A multi-model attribution system in dbt needs clean separation between the attribution logic and the comparison layer. Each model runs independently, implementing one attribution approach against the same touchpoint data. A final comparison model unions them together with a model_type discriminator for dashboard consumption.

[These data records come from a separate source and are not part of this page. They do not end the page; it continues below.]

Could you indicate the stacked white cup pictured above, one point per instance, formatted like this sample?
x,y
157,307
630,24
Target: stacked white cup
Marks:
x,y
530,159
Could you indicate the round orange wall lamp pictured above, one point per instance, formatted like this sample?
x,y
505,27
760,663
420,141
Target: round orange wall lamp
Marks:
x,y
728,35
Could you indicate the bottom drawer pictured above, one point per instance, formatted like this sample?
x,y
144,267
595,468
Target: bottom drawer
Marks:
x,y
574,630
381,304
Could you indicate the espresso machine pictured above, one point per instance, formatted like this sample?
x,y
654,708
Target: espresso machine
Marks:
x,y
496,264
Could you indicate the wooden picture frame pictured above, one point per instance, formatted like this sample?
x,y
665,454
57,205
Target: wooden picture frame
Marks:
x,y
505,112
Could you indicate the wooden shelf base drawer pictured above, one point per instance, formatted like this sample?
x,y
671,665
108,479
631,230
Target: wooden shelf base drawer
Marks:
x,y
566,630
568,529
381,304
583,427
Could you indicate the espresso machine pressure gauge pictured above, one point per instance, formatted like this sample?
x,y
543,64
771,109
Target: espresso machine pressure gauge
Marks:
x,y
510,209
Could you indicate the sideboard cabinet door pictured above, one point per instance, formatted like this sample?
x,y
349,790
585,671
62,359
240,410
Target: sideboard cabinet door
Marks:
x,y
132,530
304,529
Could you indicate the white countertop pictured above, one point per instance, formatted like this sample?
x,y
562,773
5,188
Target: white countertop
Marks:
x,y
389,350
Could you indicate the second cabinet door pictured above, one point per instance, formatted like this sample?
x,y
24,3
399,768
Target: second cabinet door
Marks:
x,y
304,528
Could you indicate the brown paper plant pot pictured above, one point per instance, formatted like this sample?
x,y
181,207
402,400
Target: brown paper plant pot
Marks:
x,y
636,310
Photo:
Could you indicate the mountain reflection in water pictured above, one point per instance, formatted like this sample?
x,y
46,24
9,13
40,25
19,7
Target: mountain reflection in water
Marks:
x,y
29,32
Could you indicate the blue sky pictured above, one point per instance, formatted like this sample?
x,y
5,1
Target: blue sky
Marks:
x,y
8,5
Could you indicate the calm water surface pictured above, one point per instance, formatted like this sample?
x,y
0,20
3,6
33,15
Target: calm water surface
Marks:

This pattern follows the dbt Three-Layer Architecture — base models clean GA4 events, intermediate models build sessionized touchpoint paths, and marts implement individual attribution models plus the comparison union.
Project structure
models/├── base/│ └── base__ga4__events.sql # Raw event cleaning├── intermediate/│ ├── int__events_sessionized.sql # Sessionization│ ├── int__sessions_enriched.sql # Marketing touchpoints│ └── int__touchpoints_pathed.sql # User journey paths└── marts/ └── attribution/ ├── mrt__attribution__first_touch.sql ├── mrt__attribution__last_touch.sql ├── mrt__attribution__linear.sql ├── mrt__attribution__position_based.sql ├── mrt__attribution__time_decay.sql ├── mrt__attribution__conversions.sql └── mrt__attribution__comparison.sqlEach mrt__attribution__* model implements one attribution approach and outputs a consistent schema: conversion__id, touchpoint__channel, touchpoint__attributed_revenue, and any additional dimensions for analysis (campaign, converted_at, user segment). The consistent schema is critical — the comparison model depends on every upstream model producing the same columns.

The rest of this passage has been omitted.